EndpointMethodAuthDescription
/api/auth/callbackGETNoneHuggingFace OAuth callback
/api/leaderboardGETNone (public)Fetch latest leaderboard data
/api/submitPOSTBearer tokenSubmit evaluation (browser flow, Vercel Blob)
/api/submit-with-filePOSTBearer tokenSubmit evaluation (scripts, inline zip)
/api/blob-uploadPOSTBearer tokenVercel Blob token exchange (browser only)

Authentication

Authentication uses HuggingFace OAuth 2.0 (authorization code flow).
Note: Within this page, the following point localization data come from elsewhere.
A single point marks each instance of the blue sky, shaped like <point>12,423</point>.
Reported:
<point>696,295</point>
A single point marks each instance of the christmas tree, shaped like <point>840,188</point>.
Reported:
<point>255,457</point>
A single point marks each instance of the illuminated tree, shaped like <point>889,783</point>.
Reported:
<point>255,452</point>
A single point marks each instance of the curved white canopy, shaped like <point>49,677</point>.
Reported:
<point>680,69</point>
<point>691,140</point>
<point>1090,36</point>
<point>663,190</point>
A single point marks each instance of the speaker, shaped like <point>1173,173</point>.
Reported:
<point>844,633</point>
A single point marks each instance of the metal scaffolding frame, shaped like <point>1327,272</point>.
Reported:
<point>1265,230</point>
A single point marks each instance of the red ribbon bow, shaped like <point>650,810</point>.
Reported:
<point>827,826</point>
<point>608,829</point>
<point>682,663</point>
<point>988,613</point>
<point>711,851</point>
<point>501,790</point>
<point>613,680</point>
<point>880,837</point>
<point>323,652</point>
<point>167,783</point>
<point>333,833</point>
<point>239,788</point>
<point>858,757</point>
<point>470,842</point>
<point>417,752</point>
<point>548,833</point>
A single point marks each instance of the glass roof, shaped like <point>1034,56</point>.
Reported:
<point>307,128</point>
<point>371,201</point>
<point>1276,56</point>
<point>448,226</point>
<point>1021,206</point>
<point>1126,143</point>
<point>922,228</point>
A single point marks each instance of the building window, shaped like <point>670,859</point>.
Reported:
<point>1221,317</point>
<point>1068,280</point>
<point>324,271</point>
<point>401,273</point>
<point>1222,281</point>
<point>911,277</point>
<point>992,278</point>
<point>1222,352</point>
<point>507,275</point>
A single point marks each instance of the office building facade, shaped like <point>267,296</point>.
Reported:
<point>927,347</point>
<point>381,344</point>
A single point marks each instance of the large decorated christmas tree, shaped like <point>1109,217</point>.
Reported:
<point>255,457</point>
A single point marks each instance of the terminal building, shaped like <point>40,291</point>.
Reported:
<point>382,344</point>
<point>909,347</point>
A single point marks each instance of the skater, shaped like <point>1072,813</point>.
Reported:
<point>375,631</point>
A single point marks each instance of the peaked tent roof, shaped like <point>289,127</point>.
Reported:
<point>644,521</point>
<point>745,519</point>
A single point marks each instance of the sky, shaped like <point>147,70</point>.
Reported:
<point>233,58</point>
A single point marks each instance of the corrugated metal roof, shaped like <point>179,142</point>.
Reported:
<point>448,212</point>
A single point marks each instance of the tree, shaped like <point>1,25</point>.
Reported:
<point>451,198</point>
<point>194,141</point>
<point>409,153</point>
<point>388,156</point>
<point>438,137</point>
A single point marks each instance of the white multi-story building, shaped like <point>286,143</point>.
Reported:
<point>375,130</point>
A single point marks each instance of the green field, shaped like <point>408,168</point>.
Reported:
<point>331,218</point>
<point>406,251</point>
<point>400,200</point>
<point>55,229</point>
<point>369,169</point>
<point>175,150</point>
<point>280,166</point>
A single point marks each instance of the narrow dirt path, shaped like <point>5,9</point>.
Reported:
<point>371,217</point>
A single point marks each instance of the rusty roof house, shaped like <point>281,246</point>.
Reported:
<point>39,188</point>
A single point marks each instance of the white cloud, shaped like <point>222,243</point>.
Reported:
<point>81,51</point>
The API uses Bearer token authentication — the same approach works for both the web form and programmatic scripts.

Browser Flow

  1. Client redirects to HuggingFace authorize URL with client_id, redirect_uri, scope=openid profile
  2. User authorizes on HuggingFace
  3. HuggingFace redirects to /api/auth/callback?code=...
  4. Server exchanges code for access token, fetches user info
  5. Server redirects to /submit?hf_user=<base64url> with user data + access token
  6. Client stores token in localStorage and sends as Authorization: Bearer on submit

Script Flow

  1. Obtain an HF token — either a regular API token (hf_*) from huggingface.co/settings/tokens or an OAuth token
  2. Call POST /api/submit-with-file/ with Authorization: Bearer <token> and the zip file as multipart
  3. Server verifies identity via HuggingFace (/oauth/userinfo for OAuth tokens, /api/whoami for regular tokens)

Token Details

  • Accepted tokens: Both regular HF API tokens (hf_*) and OAuth tokens (hf_oauth_*)
  • What it proves: The identity of the user (username, profile)
  • What it does NOT grant: Write access to the EASI dataset repository
  • For scripts: Use a regular HF API token from huggingface.co/settings/tokens — no browser OAuth flow needed
  • Expiry: Determined by HuggingFace. Submit returns 401 when expired.

OAuth Callback

GET/api/auth/callback

Not called directly — HuggingFace redirects here after user authorizes. Exchanges code for token with retry (2 attempts, 10s timeout).

Query Parameters

ParameterTypeDescription
codestringAuthorization code from HuggingFace
statestringCSRF state parameter

Error Codes

On failure, redirects to /submit?auth_error=<code>&detail=<message>.

CodeCause
missing_codeNo code parameter in callback URL
server_configMissing HF_CLIENT_ID or HF_CLIENT_SECRET
token_exchangeHuggingFace rejected the authorization code
userinfoFailed to fetch user profile
unknownUnexpected server error

Leaderboard Data

GET/api/leaderboardPublic

Fetches the latest leaderboard data from the private HuggingFace dataset repo. The server uses its own token internally — no authentication required from the caller. Results are cached in memory for 5 minutes.

Behavior

  1. Lists files in leaderboard/versions/ (with retry: 3 attempts, exponential backoff)
  2. Picks the latest by filename timestamp (e.g., bench_20260214T040553.json)
  3. Concurrently fetches leaderboard JSON and capability_map.json (taxonomy mapping)
  4. Transforms to ModelEntry[] format
  5. Returns cached data if less than 5 minutes old

Success Response

json
{
  "data": [
    {
      "name": "qwen2.5_vl_3b_instruct",
      "type": "instruction",
      "precision": "bfloat16",
      "scores": {
        "vsi_bench": 27.0,
        "mmsi_bench": 28.6,
        "site": 33.14
      }
    }
  ],
  "lastUpdated": "2026-02-14T04:05:53Z",
  "capabilityMap": {
    "vsi_bench": {
      "object_counting": ["cr"],
      "object_abs_distance": ["mm"]
    },
    "mmsi_bench": {
      "msr_accuracy": ["cr"]
    }
  }
}

Taxonomy Map (capabilityMap)

Maps each benchmark's sub-scores to spatial taxonomy categories. Fetched from capability_map.json in the HF dataset repo. Structure: Record<benchmarkId, Record<subScoreKey, taxonomyLabels[]>>.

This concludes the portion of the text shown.